Pro(at)Aging (where I summoned my teachers and angels)
@Richard I'd rather classify the 2008-09 crash as the preliminary rumbling. Like with our knowledge of global warming or gun deaths we basically did not respond at all to the evidence of our failings that the crash presented us on a shattered platter except with further expanding debt to unbearable and insane levels globally, foolishly enough not to smartly and environmentally responsibly stimulate and strengthen the economy at large but to further enrich the yachting class to the detriment of everyone else with bailouts, tax cuts and tax evasion vehicles and corporate welfare and deregulation for them already privileged only. It's not just corporate debt. Bank, household and government debt have also continued to pile on and stink to (make any economic) high heaven (uninhabitable). The Bank of International Settlements where all global data are collected and analyzed with meticulous rigor has explicitly warned for a renewed superhigh global crash risk because of this slow-motion-tumble-straight-into-the-debt-abyss, this time around without any functioning braking or recovery mechanisms left, in a report from the fall of 2018. I only have a link to offer as proof in German. It illustrates "how 'Michelle Wolf cry level' bad is it?" with an irresistibly clear graph visualization though and there's always the google translate catastrophe you can harass it with: https://m.focus.de/finanzen/boerse/warnender-ausblick-auf-die-finanzmaerkte-der-crash-wird-kommen_id_9785181.html
Roberta Laking (Toronto)
if it goes from just supply problem to supply plus demand problem, exacerbated by precarious employment and inadequate health insurance, what then?
carla janson (baltimore)
@Roberta Laking then we finally get a real test for our very own "stable genius" . and more people will suffer and die. the rich won't care until it effects their supply chain of cheap corporate serf labor and luxury items. the rest of us are going to be on our own.
William Fang (Alhambra, CA)
If the economy collectively has 6 months of reserve and the Covid-19 pain lasts only 4 months, then the rebound will be quick.
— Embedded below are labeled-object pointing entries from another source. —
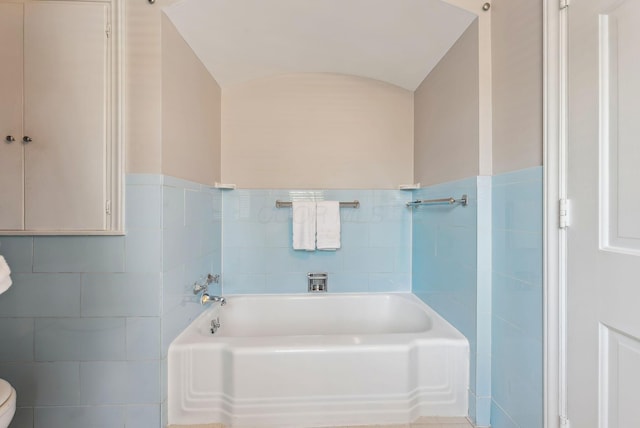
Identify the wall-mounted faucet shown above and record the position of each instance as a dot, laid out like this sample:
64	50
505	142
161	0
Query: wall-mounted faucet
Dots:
198	287
206	298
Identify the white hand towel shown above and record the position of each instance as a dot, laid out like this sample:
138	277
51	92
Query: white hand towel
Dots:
304	226
5	275
328	225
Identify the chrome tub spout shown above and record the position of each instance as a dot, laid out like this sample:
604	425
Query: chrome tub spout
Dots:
206	298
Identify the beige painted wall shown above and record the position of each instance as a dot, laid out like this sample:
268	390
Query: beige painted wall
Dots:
446	115
317	131
517	84
143	73
146	61
190	112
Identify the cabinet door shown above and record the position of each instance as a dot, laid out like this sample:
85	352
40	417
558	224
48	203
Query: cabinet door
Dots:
66	115
11	184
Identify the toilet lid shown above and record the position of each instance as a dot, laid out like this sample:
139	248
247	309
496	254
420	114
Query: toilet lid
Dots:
5	391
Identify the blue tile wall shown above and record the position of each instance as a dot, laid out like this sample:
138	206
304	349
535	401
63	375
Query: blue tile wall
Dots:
517	350
375	254
87	323
451	273
191	248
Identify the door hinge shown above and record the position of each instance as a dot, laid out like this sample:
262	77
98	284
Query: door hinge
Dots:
564	211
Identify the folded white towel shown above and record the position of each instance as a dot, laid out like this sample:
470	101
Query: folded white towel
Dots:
304	225
328	225
5	275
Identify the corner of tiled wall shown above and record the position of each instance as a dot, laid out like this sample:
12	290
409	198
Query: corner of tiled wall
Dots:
84	329
517	348
191	249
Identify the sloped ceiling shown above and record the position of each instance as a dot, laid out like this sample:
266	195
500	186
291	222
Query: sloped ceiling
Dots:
396	41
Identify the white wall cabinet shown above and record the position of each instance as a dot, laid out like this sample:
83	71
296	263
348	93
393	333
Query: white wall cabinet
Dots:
60	155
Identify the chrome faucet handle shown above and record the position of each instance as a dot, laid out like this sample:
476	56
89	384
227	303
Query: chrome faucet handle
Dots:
197	288
206	298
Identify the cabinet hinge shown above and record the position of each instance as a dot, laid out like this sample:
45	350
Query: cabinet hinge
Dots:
564	212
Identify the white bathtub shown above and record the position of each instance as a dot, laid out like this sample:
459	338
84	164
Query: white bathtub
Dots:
318	360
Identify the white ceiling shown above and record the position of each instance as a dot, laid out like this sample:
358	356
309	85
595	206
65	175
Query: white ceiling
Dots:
396	41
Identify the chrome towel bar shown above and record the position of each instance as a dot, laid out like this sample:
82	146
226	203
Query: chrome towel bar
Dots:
352	204
464	200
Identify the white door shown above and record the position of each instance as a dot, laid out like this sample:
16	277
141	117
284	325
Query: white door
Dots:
66	115
11	160
604	235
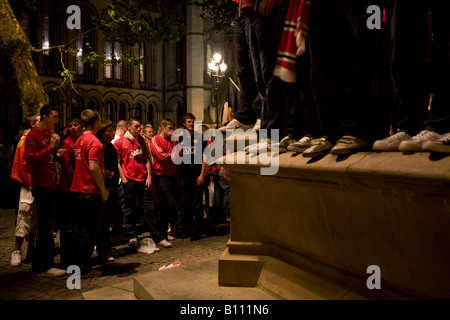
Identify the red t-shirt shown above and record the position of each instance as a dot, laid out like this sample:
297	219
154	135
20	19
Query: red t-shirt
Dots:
134	155
86	148
67	160
39	157
162	156
20	170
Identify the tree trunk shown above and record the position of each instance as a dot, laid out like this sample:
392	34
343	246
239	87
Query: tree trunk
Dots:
15	44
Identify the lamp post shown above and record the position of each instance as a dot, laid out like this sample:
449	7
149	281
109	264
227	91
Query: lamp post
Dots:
217	68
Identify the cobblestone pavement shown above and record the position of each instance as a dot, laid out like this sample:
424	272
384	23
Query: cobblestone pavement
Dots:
21	283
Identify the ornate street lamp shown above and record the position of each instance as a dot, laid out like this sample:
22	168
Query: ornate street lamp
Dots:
217	68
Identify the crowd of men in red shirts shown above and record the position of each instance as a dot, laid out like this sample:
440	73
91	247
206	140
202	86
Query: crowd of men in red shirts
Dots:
105	180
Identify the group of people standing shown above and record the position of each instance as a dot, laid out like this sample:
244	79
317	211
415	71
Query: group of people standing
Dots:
109	179
343	76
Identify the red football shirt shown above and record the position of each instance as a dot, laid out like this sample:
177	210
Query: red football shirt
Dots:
134	155
67	160
87	147
20	170
162	156
39	157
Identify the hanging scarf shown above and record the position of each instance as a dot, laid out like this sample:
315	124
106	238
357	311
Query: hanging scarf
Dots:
136	146
292	42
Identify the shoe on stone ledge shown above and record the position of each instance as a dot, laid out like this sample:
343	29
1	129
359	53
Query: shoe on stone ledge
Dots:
416	143
390	143
235	124
348	144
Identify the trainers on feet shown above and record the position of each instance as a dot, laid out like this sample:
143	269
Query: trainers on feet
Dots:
55	272
264	144
133	243
257	125
390	143
318	147
440	145
165	244
235	124
284	143
415	143
348	144
16	258
300	145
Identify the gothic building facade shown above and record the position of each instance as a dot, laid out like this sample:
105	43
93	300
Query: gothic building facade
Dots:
173	80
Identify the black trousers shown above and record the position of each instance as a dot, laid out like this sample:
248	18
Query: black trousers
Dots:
133	190
191	197
166	189
344	67
250	102
45	245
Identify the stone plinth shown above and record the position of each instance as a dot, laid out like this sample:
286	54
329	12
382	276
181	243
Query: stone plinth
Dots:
332	218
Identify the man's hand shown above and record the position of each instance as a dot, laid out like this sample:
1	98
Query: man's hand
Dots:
200	180
54	139
60	153
148	182
105	195
266	6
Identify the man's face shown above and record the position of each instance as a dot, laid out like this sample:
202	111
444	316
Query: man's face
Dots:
167	130
109	134
134	128
148	133
189	124
52	120
74	129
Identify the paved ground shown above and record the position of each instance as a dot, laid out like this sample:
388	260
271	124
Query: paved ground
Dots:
21	283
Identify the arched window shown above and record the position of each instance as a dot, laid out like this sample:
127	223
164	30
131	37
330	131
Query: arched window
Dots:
76	108
122	111
150	113
180	113
109	115
138	112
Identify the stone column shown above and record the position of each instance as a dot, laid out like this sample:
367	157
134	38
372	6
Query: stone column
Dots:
195	61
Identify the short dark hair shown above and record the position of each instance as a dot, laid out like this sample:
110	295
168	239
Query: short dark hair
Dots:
187	116
47	110
132	119
74	119
105	125
89	116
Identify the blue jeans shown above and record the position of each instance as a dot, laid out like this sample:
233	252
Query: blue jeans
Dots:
132	190
87	212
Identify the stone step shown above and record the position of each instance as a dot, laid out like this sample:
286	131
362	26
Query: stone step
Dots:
119	291
197	281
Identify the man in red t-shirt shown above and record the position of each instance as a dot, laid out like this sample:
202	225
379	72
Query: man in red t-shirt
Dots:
89	189
64	203
40	148
26	220
135	173
165	175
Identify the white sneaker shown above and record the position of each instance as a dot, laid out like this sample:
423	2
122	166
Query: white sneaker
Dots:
55	272
16	258
390	143
165	244
284	143
415	143
301	145
235	124
170	238
263	145
440	145
133	243
257	125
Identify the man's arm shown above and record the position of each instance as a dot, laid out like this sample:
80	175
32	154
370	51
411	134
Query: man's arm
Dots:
148	183
97	175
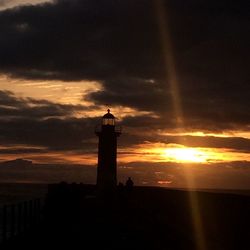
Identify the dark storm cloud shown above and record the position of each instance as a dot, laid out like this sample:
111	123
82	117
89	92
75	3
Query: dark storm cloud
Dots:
27	121
54	134
119	43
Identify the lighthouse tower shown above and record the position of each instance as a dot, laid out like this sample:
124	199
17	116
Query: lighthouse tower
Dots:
107	153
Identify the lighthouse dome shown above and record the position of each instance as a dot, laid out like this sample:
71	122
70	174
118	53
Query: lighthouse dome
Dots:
108	119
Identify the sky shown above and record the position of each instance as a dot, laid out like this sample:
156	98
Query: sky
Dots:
174	73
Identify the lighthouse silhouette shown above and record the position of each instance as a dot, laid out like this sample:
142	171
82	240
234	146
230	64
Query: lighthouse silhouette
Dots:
107	153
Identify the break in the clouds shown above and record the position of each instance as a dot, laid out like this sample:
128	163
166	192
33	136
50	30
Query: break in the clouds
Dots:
119	44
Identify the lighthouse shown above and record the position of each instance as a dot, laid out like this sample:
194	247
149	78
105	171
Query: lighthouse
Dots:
107	153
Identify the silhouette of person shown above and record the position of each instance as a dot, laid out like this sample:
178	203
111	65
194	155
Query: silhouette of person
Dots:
129	184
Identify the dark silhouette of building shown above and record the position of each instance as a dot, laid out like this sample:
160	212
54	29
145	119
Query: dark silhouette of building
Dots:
107	152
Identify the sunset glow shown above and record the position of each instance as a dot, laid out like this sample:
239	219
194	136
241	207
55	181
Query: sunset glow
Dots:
186	155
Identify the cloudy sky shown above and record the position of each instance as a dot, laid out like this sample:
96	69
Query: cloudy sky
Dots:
175	74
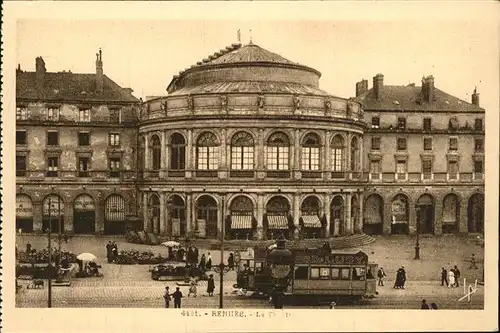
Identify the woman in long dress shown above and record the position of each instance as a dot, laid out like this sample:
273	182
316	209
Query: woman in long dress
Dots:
451	279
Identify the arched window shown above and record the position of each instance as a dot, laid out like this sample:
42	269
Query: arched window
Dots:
354	154
207	150
310	152
278	148
156	152
337	153
177	152
242	146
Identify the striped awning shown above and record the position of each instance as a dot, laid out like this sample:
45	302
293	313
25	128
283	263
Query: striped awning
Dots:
311	221
241	222
277	222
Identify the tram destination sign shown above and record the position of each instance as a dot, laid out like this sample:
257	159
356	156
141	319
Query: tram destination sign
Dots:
359	258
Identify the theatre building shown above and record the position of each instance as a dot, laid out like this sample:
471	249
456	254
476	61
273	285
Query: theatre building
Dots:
75	151
424	156
247	142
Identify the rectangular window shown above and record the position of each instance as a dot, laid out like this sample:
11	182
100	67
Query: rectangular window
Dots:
427	143
453	169
310	158
52	163
20	166
114	167
83	167
401	143
427	169
84	115
21	113
53	114
376	143
478	125
114	139
83	139
427	124
21	137
479	145
401	123
453	144
52	138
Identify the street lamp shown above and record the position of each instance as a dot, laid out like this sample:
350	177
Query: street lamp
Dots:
417	243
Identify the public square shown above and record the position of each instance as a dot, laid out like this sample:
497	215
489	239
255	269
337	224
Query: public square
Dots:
131	285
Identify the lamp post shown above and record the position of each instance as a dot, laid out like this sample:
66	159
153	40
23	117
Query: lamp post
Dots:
417	243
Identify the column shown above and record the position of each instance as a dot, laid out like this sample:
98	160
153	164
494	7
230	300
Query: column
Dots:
296	161
260	217
260	154
190	223
327	168
163	214
296	213
164	156
326	213
348	222
189	154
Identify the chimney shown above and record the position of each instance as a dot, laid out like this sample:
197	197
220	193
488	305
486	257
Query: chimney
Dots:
378	84
475	97
99	73
429	83
361	87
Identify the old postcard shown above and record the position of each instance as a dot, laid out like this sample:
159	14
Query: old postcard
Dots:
249	166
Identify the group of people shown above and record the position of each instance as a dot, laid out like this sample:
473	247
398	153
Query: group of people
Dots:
451	277
111	251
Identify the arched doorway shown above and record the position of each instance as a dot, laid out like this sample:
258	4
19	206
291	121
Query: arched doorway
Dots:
24	213
451	214
53	213
400	211
277	218
475	210
373	215
337	216
425	214
84	214
206	217
154	214
240	225
114	215
311	218
176	226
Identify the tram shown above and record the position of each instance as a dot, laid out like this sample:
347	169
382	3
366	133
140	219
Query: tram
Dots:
311	274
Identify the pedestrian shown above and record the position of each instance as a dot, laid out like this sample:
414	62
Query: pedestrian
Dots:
177	295
381	274
457	276
167	297
209	262
230	261
444	276
451	278
210	285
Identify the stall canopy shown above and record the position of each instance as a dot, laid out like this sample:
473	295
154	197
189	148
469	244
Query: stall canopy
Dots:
241	222
277	222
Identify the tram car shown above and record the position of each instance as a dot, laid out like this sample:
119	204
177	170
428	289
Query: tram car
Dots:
312	274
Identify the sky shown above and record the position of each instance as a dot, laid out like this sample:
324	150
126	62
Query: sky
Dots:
145	54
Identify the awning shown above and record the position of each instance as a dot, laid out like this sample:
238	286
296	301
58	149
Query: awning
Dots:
241	222
311	221
277	222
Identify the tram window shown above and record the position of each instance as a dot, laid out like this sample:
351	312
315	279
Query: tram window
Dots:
344	274
301	272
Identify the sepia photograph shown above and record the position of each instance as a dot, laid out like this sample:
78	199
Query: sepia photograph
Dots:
248	167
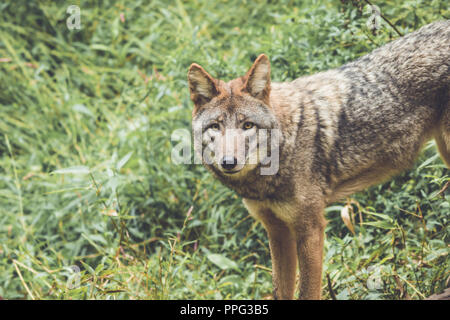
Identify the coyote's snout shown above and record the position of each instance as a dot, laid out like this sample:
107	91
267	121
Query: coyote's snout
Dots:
289	149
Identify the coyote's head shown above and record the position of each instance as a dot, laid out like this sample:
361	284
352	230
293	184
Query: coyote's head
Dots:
235	129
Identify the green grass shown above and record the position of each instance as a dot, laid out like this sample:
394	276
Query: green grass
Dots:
86	178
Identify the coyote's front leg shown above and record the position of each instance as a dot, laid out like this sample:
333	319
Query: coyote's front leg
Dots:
309	233
283	250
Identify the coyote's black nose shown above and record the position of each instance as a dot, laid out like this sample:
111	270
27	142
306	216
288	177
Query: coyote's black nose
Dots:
228	163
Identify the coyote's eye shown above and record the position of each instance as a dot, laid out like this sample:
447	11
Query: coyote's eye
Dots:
214	126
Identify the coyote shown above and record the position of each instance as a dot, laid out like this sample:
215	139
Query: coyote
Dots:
340	131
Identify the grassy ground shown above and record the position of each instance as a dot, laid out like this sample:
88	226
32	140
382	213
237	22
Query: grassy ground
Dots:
86	180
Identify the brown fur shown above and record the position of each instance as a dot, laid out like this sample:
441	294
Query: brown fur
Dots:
341	131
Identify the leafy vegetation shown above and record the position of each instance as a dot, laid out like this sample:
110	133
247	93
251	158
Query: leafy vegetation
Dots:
86	178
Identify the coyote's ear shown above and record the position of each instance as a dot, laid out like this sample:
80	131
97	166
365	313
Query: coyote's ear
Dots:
258	78
201	85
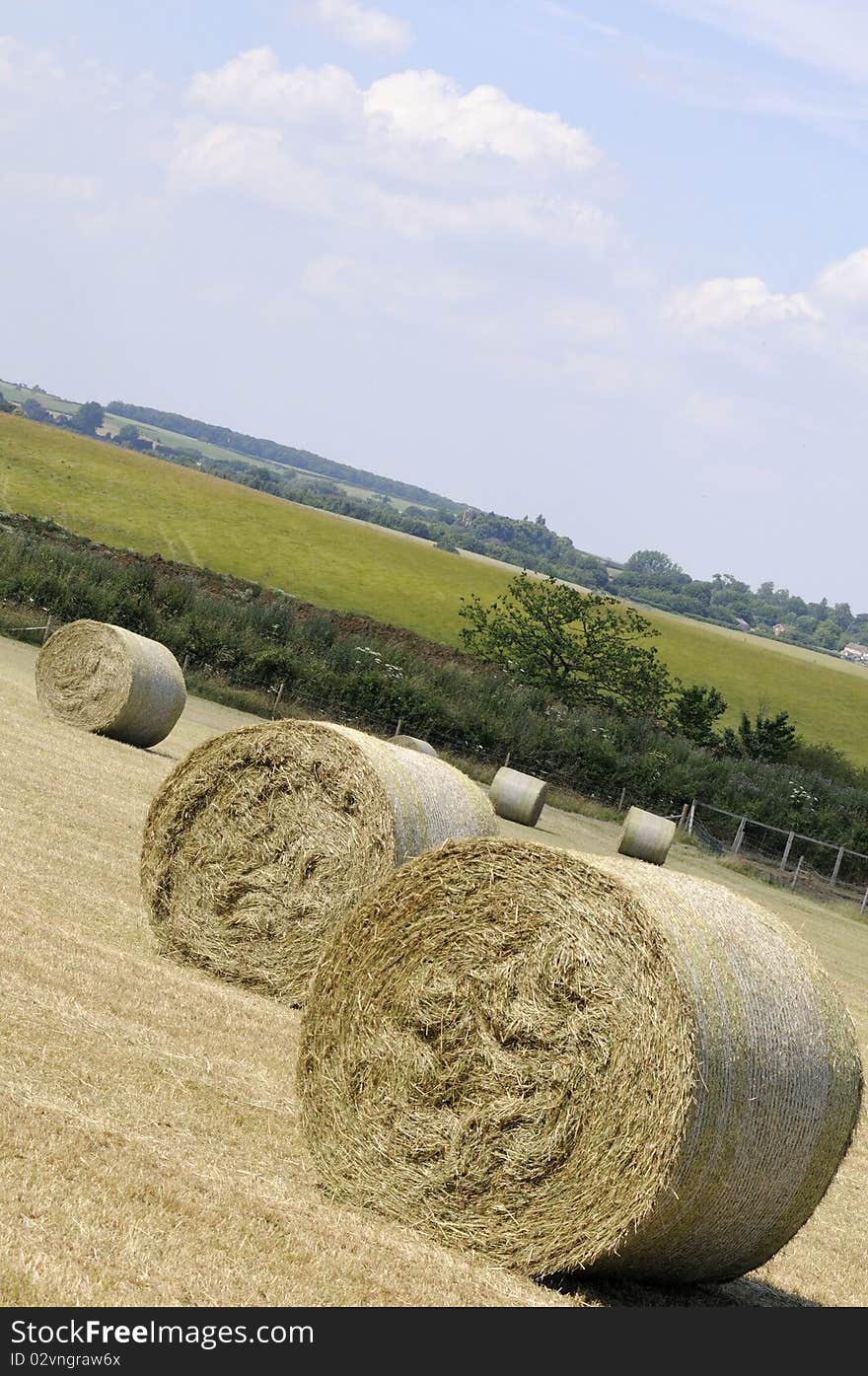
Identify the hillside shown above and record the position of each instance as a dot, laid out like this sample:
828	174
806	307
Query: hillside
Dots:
149	1122
135	501
218	445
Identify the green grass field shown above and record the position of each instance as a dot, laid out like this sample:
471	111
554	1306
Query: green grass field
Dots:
173	439
133	501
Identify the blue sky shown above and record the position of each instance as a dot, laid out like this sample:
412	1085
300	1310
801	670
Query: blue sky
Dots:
609	261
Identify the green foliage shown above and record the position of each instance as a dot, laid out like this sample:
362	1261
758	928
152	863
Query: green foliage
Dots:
581	647
770	739
694	711
652	577
275	453
243	637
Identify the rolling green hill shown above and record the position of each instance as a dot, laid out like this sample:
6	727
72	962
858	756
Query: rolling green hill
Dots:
175	439
135	501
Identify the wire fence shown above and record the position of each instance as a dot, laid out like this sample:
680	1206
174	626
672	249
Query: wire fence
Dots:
816	867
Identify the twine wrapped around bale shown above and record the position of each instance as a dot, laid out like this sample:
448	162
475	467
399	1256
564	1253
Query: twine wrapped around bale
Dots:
414	743
261	838
108	680
577	1062
518	797
647	836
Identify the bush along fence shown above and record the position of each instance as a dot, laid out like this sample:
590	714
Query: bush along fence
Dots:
271	654
818	867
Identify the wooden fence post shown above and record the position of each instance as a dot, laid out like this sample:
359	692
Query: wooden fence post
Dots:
835	871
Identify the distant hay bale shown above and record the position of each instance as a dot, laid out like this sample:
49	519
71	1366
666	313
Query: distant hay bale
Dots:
110	682
413	743
261	838
577	1062
518	797
647	836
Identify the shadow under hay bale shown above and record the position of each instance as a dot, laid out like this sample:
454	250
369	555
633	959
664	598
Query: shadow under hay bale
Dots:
261	838
108	680
518	797
414	743
647	836
577	1062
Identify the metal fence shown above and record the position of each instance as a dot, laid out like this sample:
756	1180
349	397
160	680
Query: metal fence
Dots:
788	857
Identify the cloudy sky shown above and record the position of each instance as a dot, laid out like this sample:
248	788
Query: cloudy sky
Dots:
599	258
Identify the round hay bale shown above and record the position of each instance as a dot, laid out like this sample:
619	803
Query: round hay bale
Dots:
518	797
261	838
577	1062
108	680
647	836
414	743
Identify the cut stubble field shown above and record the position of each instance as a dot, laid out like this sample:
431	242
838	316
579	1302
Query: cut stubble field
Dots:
150	1136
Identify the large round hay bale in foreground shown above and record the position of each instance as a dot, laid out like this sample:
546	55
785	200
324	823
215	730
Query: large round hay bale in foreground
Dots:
108	680
261	838
414	743
577	1062
647	836
518	797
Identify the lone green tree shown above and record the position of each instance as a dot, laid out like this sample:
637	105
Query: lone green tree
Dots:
581	647
694	711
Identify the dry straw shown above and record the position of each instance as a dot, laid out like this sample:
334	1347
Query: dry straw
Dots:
414	743
263	836
647	836
577	1062
108	680
518	797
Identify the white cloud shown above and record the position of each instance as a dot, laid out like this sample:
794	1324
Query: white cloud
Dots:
25	69
581	318
832	35
428	109
729	302
48	186
362	27
254	87
316	139
550	219
844	282
251	159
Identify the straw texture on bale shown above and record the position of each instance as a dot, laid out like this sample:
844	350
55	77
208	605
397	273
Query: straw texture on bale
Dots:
414	743
577	1062
518	797
108	680
263	836
647	836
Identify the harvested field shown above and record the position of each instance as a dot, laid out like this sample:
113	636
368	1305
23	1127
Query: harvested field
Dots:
150	1132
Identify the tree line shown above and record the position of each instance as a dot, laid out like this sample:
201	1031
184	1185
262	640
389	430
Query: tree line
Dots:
648	575
241	643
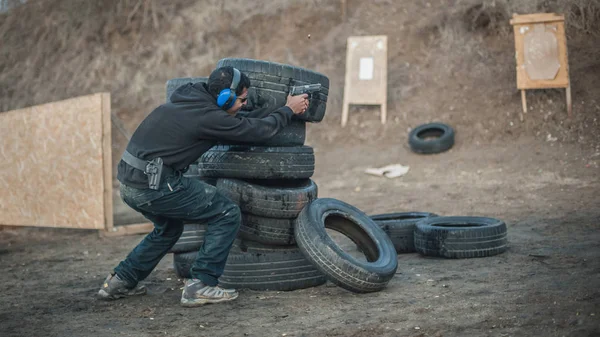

This is the best-case scenario V-shape recovery. If the economy collective is living paycheck to paycheck, then 4 months of Covid-19 pain can ruin a person or a business. Many lenders, landlords, and utilities do not take kindly to a 90-day delinquency. This is the worst-case scenario L-shape recession.
KW (AZ)
@William Fang And, most people do live "paycheck to paycheck" and - with the healthcare bills this can cause these families -- this will be a bad fall & a looooong recovery
Ron (Vermont)
If the small suppliers at the end of supply chains go out of business, it will take a long time for supply chains to recover.
Chris (SW PA)
@William Fang It will be here longer than four months. It's likely two years.
Rap (Switzerland)
Neil Irwin makes no mention of very high levels of corporate debt, a significant share of which is barely above junk grade. With a sharp slow-down of the economy, some companies might start being unable to pay back their debt and start a debt crisis. Currently markets are crossing their fingers hoping this will be a short recession which will not provoke a corporate debt crisis. An analysis backed up with some data would be welcome.
Eknath (ithaca)
@Rap Agree with you but analysis backed up by data is rare here or in any newspaper. These are stories like the ones we tell our kids to put them to sleep.